Niko mengangkat bahu, masih dengan gaya cool-nya, tapi Clara dan Mia merasa bahwa ada sisi lain dari dirinya yang mungkin belum mereka lihat. Momen itu menjadi kesempatan bagi mereka untuk mengenal lebih dekat, meskipun Niko mungkin tidak banyak bicara.
Saat suasana mulai akrab, Niko akhirnya membuka suara. "Dengar-dengar, kalian sudah tidak bergabung dengan Geng Sonia, ya?" tanyanya sambil memandang Clara dan Mia dengan penasaran.
Clara terkejut, tapi dia langsung menjawab. "Iya, benar. Banyak hal yang terjadi, dan kami merasa lebih baik pergi dari sana."
Mia menambahkan, "Kita ingin fokus sama persahabatan yang lebih positif, dan sekarang bisa menjalin hubungan baru."
Niko mengangguk, tampak memahami. "Kedengarannya masuk akal. Kadang, perubahan itu diperlukan buat kita berkembang."
Roni, yang mendengar percakapan itu, ikut bersuara. "Bener banget! Kadang kita butuh menjauh dari hal-hal negatif supaya bisa bersenang-senang. Geng yang attractive itu yang bikin kita lebih bahagia."
Vin melanjutkan, "Dan pasti lebih seru tanpa drama, kan?"
Mereka semua tertawa, dan Clara merasa lega. Niko yang biasanya cool kini terlihat lebih terbuka. Dia mulai berbagi pandangannya tentang persahabatan dan pentingnya memilih teman yang relevan.
"Senang deh kalian bisa nemuin jalan baru," Niko akhirnya mengatakan dengan nada lebih hangat. "Maybe kita bisa jadi good friends, ya?"
Kata-kata itu membuat suasana semakin akrab, dan Mia dan Clara merasa excited untuk mengenal Niko lebih dekat.
Roni sambil memegang bahu Niko, tersenyum lebar. "Prince kita ini, kalo udah deket sama orang, dia bakalan sangat terbuka, lho!" ujarnya dengan nada bercanda.

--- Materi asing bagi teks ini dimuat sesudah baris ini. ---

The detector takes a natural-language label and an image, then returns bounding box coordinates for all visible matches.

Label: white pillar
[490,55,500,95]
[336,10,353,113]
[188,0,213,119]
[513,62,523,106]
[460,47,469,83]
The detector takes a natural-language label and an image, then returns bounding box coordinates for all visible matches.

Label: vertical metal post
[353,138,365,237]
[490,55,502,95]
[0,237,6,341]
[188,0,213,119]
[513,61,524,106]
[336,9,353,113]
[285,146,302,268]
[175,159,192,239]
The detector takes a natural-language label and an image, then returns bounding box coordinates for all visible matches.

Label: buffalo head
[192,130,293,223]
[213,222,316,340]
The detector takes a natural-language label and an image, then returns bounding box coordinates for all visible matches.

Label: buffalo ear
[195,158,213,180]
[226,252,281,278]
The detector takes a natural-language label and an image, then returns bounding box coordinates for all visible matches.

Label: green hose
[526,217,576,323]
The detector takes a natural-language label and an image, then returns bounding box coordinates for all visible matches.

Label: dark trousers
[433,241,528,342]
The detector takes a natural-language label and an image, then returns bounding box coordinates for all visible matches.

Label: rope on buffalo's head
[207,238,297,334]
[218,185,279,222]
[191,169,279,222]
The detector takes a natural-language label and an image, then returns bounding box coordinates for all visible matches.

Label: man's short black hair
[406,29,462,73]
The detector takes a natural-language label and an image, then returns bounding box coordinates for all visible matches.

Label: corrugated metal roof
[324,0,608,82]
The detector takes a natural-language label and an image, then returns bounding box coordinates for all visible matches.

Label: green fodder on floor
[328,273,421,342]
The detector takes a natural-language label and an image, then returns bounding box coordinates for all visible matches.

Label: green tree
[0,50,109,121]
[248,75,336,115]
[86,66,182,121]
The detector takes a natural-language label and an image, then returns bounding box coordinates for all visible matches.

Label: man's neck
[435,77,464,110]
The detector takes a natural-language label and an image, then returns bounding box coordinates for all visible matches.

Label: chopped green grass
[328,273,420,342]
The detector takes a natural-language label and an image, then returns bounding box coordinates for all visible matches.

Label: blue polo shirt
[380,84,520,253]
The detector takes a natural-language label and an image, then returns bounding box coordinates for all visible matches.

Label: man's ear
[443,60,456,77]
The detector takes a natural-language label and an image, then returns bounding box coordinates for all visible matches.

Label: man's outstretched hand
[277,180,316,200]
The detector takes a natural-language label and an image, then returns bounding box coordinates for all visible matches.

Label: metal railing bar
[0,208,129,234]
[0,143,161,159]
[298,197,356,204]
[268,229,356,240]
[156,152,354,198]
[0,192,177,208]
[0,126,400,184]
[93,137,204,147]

Niko hanya menggelengkan kepala, tapi senyumnya semakin lebar. "Ya, ya, jangan baper, Ron," balas Niko sambil tertawa kecil. "Tapi bener, gue lebih nyaman ngobrol sama orang yang gue kenal."
Clara dan Mia saling pandang, merasa senang melihat sisi Niko yang lebih ramah. "Kalau gitu, kita harus bikin kalian berdua lebih sering ngobrol!" kata Clara, tersenyum.
Mia menambahkan, "Iya, kita bisa saling berbagi cerita dan pengalaman. Makin akrab, makin seru!"
Roni mengangguk setuju. "Bener banget! Kita bisa jadi tim yang keren. Mungkin kita bisa rencanakan sesuatu bareng?"
Dengan semangat yang meningkat, mereka semua mulai merencanakan aktivitas seru bersama, dan suasana di sekitar meja semakin hidup. Clara dan Mia merasa bahwa hari itu adalah awal dari persahabatan yang lebih mendalam, dan mereka senang bisa lebih dekat dengan Niko dan gengnya.
Di tengah suasana outdoor yang cerah, Bianca duduk di sudut cafe, sendirian dengan makanan di depannya. Meskipun banyak siswa lain yang berbincang dan tertawa, ia tampak tenang dan fokus pada piringnya, seolah mengabaikan keramaian di sekitarnya.
Roni, sambil menunjuk ke arah Bianca, berkata, "Liat deh, dia lagi di luar lagi. Biasanya, dia emang lebih suka sendirian bahkan di kelas juga dia jarang ngobrol."
Clara mengangguk, tampak penasaran. "Kira-kira dia pernah merasa kesepian nggak, ya? Mungkin kita bisa ajak dia gabung."
Mia menatap Bianca dengan rasa ingin tahu. "Dia kelihatan misterius. Aku penasaran apa yang ada di pikirannya."
Niko, yang mendengarkan, berkomentar, "Dia memang sering mengamati tanpa terlibat. Mungkin dia punya pandangan yang berbeda tentang kita."
Roni menambahkan, "Kalau kita bisa ajak dia ngobrol, bisa jadi pengalaman seru! Siapa tahu dia punya cerita menarik."
Akbar merenung sejenak. Dia ingat bagaimana wanita itu tampak di kelas duduk di sudut belakang—tenang dan pendiam, namun ada sesuatu yang menarik perhatian. Mungkin dia memang tipe orang yang lebih suka merenung dan mengamati daripada terlibat langsung.
"Apakah dia punya dunia sendiri?" pikir Akbar. "Atau mungkin ada alasan di balik sikapnya yang misterius itu?"
Rasa ingin tahunya semakin membara. Dia membayangkan bagaimana jika mereka berbicara, mungkin dia akan menemukan sisi lain dari wanita itu. "Mungkin dia punya cerita yang menarik untuk dibagikan," gumamnya pelan.
Mereka berempat saling berpandangan, Mungkin di lain waktu akan ada kesempatan untuk mendekati Bianca, dan suasana di outdoor itu terasa semakin hidup dengan potensi persahabatan yang baru.